If history is taken into account, this series is over. To wit: No team in the NBA Finals has ever overcome a 3-1 deficit. The potential clincher is Game 5 on Thursday back in Miami. If OKC pulls out a victory, the series shift back to Oklahoma City.
The Thunder are in a desperate state because, just like in the last three games, all losses, their youth showed in late-game execution. Meanwhile, the Heat just got it done. It was not quite the New York Knicks’ Willis Reed coming out of the Madison Square Garden tunnel with a wretched knee in 1969 or even Michael Jordan’s “flu game” when the Chicago Bulls won on the road in Utah in 1998.
But James did pull himself together after having to leave the game with cramps late. He stumbled to the court on a drive midway through the fourth quarter, staying on the offensive end of the floor as the Heat regained possession on a blocked shot, and he made a short jumper that made it 92-90. After Westbrook, who had 43 points, missed a jumper, the Heat called timeout as James gingerly went to the court. Unable to walk off, he was carried to the sideline by a pair of teammates.
He returned to a huge roar with a little over 4 minutes left and the Heat down two, and after Chris Bosh tied it, James slowly walked into a pull-up 3-point attempt—perhaps doing so knowing he couldn’t drive by anyone—and drilled it. Miami had the lead for good.
”I was just trying to make a play,” James (26 points, 12 assists, nine rebounds) said. ”If I was out on the floor, I wanted to try to make a play with the limited mobility I had at that time, and I was happy I was able to come through.”
Mario Chalmers came through for the Heat in a big way. He was guarded early by Kevin Durant as a way of protecting OKC from getting into foul trouble.
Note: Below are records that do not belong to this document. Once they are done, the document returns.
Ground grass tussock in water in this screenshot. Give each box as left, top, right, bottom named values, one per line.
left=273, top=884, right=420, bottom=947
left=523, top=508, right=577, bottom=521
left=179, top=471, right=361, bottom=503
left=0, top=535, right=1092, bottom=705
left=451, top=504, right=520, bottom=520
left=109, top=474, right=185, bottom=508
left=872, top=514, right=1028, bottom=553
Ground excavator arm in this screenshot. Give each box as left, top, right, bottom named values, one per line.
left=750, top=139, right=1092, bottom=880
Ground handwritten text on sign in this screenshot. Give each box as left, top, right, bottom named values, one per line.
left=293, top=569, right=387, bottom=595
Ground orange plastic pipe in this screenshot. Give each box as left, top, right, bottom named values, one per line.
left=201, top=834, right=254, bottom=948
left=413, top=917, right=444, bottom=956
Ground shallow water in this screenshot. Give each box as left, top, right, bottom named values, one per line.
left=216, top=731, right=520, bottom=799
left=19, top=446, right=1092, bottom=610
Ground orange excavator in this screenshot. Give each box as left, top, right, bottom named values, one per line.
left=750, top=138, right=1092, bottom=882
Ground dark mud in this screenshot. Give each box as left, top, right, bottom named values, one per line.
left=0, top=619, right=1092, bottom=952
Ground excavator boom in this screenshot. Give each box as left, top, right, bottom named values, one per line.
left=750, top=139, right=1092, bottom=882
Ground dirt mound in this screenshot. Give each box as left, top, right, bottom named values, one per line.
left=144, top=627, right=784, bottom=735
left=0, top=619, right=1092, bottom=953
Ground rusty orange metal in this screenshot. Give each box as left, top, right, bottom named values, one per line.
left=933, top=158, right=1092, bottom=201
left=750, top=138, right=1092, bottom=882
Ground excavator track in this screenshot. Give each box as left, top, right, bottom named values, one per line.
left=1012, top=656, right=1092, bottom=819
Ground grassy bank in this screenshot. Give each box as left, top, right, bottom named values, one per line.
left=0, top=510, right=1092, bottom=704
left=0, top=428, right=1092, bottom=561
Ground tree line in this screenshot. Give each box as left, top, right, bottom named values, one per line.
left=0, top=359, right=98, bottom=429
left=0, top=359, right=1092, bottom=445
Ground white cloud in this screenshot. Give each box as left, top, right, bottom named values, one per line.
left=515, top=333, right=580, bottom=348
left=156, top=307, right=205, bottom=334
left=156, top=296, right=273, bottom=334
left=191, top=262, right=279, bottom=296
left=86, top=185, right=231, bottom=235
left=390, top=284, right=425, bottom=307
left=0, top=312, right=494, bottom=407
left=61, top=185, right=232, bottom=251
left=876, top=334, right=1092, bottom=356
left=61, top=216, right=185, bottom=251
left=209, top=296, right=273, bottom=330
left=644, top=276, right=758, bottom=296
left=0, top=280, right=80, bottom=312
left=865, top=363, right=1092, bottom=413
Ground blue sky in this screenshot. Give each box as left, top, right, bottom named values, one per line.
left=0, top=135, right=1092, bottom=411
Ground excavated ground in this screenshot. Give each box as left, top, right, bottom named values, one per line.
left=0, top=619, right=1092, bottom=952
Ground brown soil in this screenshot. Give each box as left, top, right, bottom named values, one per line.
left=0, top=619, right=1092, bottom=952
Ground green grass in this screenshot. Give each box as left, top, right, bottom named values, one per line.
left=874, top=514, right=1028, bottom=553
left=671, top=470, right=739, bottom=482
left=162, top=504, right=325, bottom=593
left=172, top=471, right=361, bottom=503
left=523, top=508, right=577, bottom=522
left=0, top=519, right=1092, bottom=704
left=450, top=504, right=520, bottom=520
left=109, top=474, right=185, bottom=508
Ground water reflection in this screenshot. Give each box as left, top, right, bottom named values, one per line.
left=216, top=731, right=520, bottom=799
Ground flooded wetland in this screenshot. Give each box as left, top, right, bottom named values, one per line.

Chalmers took it as an insult and scored 25 points and was huge in the final moments, when James finally had to be taken out of the game for good.
”I took that as a little sign of disrespect,” Chalmers said.
Said Dwyane Wade, who had 25 points: ”Obviously LeBron James is one of the most dominant players in the game, and he explodes many nights scoring-wise. But we’ve always got his back, and certain nights like tonight when he wasn’t feeling his greatest, you have guys like Mario Chalmers step up, big plays, big moments. That’s what this team is built on, and that’s the reason we’re playing together.”
One more win and James’ nine-year pursuit of a title ends.
”Of course it’s there to think about,” James said. ”I’ll be ready for Game 5.”
For the Thunder, it is another bitter defeat. Charged by Westbrook’s brilliance, they led by 17 early. But they got nothing from James Harden (2-for-10 shooting) and were unable to get quality shots or turned the ball over in the key late moments. Now, they are on the brink.
”We’re going to keep fighting,” said Durant, who had 28 points. ”It’s just frustrating, but we’re going to keep fighting. That’s how we’ve been since I got here.”